Has COVID turned us all into selfish jerks? Why are people being so weird about this? I am very pro-vaccine and would like to talk about my experience to encourage others but am afraid I will get blowback if I do. Thoughts?

Wanda says:

Your dilemma is timely, as we all see this playing out in our social media feeds on up to national headlines, where the distribution of and access to vaccines has in many cases been painted as a case of haves and have-nots. The truth, more nuanced, is that everyone was never going to get the vaccine all at once, and some people were bound to go first just as some would have to wait.

What does it mean for you? I think you already know, because you’re living it: if you share your news, not everyone will be overjoyed for you. And even if they are happy for you, they are so worried and/or anxious about their own scenario, they legitimately don’t have the mental capacity to push aside their own situations to put you first.

And guess what? That’s OK! In fact, that’s normal, that’s to be expected. We’ve all essentially endured a year-long trauma-train at this point, with so many twists and turns and bumps and even derailments that any perceived pause between us and elusive normalcy feels cruel and unfair. It also feels cruel and unfair that so many have to wait for their vaccination.

So when your friends and family seem defeated, deflated and definitely not elated when you share your vaccine news, don’t take it personally. It isn’t because they’re mad at you; it’s because they’re working through their own overload of emotions while trying to navigate the complexities of getting a vaccine of their own.

Wayne says:

Thank you for putting yourself out on the front lines through this pandemic — I don’t care what your role is, if anyone deserves the first doses of vaccines it’s you and all the hardworking health care professionals out there.

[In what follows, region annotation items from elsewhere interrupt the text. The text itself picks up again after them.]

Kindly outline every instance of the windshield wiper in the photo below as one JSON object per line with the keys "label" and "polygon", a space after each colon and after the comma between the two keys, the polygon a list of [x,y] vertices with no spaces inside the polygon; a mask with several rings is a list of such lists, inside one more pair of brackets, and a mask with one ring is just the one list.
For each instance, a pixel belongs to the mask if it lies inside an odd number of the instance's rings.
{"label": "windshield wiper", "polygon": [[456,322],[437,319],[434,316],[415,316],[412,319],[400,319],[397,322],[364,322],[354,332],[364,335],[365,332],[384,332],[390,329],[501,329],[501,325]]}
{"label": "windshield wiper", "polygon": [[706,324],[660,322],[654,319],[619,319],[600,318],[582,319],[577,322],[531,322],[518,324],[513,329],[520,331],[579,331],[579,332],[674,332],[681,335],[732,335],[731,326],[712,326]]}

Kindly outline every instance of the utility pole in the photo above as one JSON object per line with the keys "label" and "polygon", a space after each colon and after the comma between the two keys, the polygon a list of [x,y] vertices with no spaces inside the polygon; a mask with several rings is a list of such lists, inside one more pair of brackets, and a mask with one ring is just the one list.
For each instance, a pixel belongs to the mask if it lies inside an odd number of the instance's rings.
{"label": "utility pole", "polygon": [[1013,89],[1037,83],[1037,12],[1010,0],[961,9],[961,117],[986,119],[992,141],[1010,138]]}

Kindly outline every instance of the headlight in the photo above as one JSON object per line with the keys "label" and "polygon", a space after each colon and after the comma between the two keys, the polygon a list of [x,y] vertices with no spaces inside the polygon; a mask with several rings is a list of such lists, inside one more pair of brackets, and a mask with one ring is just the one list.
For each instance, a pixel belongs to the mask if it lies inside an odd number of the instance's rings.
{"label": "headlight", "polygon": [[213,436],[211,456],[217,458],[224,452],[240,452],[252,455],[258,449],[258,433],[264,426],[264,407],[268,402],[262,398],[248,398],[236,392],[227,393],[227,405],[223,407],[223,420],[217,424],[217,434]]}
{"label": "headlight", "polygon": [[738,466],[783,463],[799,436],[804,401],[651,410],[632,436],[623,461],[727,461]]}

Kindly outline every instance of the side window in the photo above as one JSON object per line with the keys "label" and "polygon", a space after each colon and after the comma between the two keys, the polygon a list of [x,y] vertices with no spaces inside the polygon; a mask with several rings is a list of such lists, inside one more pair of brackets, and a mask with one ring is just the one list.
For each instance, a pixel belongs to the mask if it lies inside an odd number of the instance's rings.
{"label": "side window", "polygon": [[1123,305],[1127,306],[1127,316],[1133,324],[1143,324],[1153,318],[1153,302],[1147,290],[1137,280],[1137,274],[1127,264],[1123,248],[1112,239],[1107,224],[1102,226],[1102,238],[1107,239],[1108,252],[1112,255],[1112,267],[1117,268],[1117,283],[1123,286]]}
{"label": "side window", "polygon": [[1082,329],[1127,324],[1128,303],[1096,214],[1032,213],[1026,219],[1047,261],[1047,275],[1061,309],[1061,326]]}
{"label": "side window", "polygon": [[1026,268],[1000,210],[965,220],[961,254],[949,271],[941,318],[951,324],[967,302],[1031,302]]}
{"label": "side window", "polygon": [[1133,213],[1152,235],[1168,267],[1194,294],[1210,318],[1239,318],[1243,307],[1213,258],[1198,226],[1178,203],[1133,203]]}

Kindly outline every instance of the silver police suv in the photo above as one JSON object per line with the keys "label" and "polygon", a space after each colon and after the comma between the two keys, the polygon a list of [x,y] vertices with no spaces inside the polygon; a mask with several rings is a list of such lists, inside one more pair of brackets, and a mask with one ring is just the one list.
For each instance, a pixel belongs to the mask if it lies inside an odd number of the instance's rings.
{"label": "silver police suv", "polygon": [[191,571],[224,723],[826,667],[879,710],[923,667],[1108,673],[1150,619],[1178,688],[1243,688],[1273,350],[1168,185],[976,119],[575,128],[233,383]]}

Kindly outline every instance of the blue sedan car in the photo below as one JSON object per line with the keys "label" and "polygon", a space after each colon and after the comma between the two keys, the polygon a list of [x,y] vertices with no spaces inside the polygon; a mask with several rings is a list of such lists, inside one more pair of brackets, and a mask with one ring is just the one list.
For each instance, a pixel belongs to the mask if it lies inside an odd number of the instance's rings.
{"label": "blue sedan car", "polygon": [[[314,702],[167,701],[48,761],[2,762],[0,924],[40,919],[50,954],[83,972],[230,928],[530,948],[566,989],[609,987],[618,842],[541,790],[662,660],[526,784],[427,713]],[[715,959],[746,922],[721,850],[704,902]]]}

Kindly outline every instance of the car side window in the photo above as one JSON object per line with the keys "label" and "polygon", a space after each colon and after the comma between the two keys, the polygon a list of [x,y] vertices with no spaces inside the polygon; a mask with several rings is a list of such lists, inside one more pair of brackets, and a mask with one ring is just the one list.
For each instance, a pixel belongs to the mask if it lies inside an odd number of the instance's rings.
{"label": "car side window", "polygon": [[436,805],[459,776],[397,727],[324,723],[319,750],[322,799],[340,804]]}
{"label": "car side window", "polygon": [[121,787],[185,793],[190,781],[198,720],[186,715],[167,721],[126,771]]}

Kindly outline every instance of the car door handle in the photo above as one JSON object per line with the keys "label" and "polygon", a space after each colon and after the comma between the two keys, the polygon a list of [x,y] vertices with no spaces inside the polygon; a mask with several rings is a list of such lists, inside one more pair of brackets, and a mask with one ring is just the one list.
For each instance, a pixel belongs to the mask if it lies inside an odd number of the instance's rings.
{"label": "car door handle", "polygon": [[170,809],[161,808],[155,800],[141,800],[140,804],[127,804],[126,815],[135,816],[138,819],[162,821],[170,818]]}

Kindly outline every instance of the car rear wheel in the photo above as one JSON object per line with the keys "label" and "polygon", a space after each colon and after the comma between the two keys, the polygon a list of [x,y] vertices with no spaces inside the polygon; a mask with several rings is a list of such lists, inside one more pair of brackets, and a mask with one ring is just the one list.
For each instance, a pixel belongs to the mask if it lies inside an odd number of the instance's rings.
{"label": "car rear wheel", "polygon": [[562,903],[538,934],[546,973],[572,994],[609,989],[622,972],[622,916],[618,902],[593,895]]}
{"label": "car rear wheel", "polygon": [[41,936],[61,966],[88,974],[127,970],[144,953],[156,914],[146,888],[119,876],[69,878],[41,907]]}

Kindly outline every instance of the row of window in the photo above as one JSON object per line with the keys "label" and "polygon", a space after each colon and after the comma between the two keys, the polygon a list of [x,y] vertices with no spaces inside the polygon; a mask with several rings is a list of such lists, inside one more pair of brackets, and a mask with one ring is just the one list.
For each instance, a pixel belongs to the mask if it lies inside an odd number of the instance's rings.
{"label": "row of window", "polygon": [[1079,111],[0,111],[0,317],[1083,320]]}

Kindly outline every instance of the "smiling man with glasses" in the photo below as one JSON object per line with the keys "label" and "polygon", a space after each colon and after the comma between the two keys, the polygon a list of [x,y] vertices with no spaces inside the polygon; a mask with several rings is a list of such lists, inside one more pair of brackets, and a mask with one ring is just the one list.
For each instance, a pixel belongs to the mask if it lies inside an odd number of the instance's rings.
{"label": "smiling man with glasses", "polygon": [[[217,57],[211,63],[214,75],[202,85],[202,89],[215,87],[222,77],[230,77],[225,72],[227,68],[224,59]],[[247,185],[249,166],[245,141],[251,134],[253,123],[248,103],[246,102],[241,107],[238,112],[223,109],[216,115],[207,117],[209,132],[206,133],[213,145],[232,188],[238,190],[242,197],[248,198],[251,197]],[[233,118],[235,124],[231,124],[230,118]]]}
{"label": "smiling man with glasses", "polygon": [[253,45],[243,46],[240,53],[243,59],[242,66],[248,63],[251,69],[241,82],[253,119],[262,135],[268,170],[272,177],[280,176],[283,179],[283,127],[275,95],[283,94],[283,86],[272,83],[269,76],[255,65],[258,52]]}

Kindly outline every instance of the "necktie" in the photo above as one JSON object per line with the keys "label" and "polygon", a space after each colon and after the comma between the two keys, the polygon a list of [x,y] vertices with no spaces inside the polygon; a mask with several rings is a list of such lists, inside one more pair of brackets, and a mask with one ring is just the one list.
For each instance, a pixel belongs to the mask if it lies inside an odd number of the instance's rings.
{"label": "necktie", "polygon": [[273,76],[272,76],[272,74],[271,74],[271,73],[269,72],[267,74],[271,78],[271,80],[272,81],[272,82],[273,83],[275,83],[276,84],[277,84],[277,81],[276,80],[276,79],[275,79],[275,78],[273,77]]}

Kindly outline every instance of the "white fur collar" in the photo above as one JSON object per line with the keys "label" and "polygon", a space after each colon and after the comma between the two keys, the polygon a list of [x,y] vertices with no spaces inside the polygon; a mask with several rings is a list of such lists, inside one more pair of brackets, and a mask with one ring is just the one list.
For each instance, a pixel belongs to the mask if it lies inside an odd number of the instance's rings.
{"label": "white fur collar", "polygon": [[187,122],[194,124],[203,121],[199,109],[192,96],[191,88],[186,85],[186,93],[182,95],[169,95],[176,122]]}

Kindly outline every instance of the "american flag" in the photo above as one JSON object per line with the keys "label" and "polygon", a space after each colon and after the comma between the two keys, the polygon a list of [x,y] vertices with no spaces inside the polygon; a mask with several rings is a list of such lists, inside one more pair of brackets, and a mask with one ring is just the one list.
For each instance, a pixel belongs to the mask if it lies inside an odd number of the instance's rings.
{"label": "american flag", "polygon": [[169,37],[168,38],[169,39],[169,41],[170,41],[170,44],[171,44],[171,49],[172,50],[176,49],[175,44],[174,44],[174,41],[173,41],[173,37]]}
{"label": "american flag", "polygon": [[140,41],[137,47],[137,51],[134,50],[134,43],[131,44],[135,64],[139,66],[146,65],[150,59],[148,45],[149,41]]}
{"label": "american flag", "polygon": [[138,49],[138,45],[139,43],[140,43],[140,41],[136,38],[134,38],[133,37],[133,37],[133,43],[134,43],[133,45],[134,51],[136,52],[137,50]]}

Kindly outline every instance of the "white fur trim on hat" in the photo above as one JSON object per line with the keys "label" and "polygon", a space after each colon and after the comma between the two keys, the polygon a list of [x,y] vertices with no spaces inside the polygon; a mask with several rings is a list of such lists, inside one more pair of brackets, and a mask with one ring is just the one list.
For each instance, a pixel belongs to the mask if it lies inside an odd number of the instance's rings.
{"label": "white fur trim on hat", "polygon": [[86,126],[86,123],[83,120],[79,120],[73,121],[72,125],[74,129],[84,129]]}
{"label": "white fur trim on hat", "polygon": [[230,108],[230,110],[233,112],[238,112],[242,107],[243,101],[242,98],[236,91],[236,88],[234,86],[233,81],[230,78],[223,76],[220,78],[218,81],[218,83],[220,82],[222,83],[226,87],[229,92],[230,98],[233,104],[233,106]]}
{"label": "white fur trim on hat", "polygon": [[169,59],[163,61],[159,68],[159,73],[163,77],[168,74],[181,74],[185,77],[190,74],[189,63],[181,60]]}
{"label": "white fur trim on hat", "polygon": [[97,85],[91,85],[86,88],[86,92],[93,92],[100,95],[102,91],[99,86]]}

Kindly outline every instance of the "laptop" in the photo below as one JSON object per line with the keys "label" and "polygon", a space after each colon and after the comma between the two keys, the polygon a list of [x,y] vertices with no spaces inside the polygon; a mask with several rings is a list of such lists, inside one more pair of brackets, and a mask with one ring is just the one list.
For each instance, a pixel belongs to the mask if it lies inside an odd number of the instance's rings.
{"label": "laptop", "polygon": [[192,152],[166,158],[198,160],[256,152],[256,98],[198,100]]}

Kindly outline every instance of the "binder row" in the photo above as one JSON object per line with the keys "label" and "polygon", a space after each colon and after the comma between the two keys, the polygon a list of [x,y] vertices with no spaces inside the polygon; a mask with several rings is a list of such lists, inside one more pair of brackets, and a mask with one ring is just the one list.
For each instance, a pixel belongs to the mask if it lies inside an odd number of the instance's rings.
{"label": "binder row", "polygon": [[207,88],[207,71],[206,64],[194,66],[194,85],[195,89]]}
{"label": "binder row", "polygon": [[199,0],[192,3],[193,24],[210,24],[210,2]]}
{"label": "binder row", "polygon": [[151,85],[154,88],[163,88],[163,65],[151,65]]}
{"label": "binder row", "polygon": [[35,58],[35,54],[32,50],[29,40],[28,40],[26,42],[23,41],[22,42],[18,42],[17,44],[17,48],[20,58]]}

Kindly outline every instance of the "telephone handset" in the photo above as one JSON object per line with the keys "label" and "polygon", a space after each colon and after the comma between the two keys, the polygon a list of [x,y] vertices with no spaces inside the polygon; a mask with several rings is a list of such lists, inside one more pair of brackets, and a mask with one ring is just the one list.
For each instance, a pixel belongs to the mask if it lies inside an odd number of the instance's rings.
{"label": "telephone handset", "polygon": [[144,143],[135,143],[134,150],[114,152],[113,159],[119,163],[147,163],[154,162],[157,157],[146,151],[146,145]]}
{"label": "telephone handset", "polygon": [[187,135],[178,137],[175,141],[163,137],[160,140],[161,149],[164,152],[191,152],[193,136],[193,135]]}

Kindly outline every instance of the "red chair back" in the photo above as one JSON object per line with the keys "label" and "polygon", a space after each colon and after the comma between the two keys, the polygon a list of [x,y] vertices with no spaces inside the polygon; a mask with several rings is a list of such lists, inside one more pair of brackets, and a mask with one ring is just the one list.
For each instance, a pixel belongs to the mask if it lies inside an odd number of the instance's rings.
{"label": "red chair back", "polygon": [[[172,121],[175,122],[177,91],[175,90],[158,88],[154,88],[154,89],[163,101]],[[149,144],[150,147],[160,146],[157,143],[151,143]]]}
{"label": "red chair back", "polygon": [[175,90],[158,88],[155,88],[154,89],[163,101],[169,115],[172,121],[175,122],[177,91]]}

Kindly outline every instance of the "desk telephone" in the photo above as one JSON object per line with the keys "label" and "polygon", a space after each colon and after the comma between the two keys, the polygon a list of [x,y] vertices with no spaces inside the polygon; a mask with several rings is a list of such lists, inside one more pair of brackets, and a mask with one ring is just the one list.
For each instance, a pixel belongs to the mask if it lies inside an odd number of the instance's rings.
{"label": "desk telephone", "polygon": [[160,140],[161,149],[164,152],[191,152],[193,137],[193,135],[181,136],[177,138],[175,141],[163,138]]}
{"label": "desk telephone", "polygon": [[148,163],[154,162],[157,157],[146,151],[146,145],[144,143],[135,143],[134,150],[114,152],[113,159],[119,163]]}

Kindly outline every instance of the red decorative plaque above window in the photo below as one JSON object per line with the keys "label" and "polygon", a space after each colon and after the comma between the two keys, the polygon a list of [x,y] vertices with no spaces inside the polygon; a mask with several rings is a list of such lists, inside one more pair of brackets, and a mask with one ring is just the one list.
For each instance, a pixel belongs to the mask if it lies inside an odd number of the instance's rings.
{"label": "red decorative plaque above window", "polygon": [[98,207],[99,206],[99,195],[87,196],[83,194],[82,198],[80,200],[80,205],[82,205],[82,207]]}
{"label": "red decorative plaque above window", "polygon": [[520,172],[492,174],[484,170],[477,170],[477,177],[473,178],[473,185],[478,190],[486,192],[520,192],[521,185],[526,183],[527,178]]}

Your work is appreciated and I’m sure you all have sacrificed more than most people will ever know.

Look, at this point, we’re all losing our minds and freaking out about low vaccine availability and high GameStop stock prices, new COVID-19 strains and politics as usual, not to mention waking up every single morning to learn what Earth-shattering, life-changing surprise the day has for us now. Like Wanda said: It isn’t personal. You almost have to shake it off and give everyone a pass for being jerks right now.

Hmm, if only you knew someone connected to the health care system who could help your friends and family, especially mom and dad, get clarity on when and where they can get their first shots. Oh wait —that’s you! You can be proud of your vaccination status and also play the hero. Move your parents through the online maze and phone games to get them signed up for one of the many vaccination events available for our Alaska elders. And keep your friends updated on possible openings around the community — you of all people know that providers don’t want to waste a single dose of vaccine, so if you hear of an event that has a surplus, tell them to get their shoulders down there!